I'm new to the forum and new to morel hunting and just had a couple of questions, sorry if they sound dumb..lol
I do have poplare, ash, trillium, cohosh and other indicator species. The location is about 10-15 acres on a north facing 20-30% slope. What is the percent chance of morels growing here? Would they be gray, black or yellow?
I also have probably over 100 old apple and crab apple trees near a small creek w/ hydric soils, also some sycamore, shingle oak and basswood mixed in, what are the percent chance of morels growing here? 
When do you think they will start coming up in Clarion Co?
Thanks for any info, just looking to expand my mushroom knowledge!!


----------



## ckc57 (Apr 30, 2014)

poplar ash and elm are good. i have had great luck around old orchards. walk slow and look carefully till you find one. once you do you will be dialed in


----------



## ckc57 (Apr 30, 2014)

good luck !


----------



## rockabettygal (May 22, 2014)

Hi I'm new to this too - I'm in Beaver Co, not too far. I'm interested to hear about what you find!


----------



## tarlo2525 (May 1, 2014)

Last saturday and sunday I found about a dozen each day.

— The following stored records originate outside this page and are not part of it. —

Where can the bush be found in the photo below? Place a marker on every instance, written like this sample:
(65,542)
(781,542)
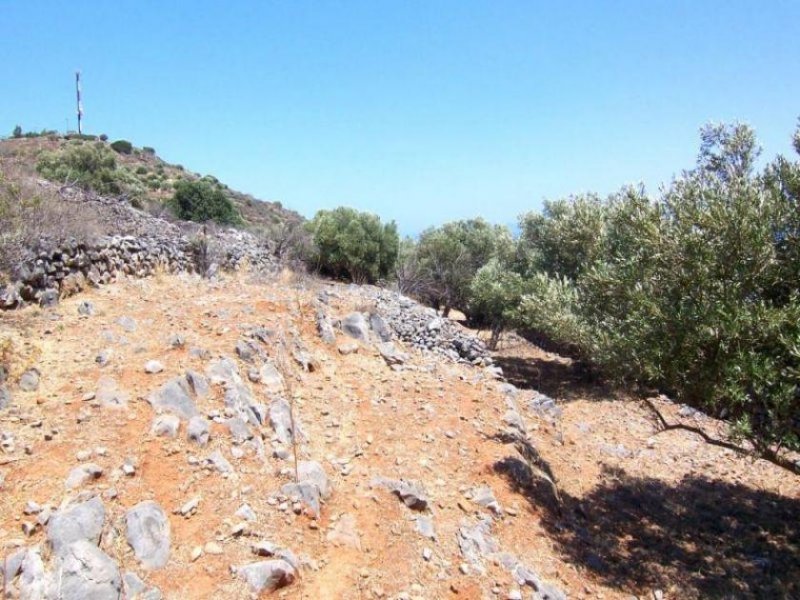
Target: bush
(353,245)
(89,166)
(201,201)
(122,146)
(446,259)
(695,293)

Last evening I found 6 or so.
I found them by apple/ash on a south facing slope. Last night were the first ones I found on a north facing slope in poplar/ash ( they were pretty small).
A lot of fun!! I did quiet abit of walking this weekend before I found anything, I found them in 5 locations, not a lot in any one area. 
Have you found anything rockabettygal??
General question for anyone....
Do you typically find morels on a north facing slope a week or so after south facing??


----------



## tarlo2525 (May 1, 2014)

I guess also is 20% + slope to steep for morels?? 

Thank you


----------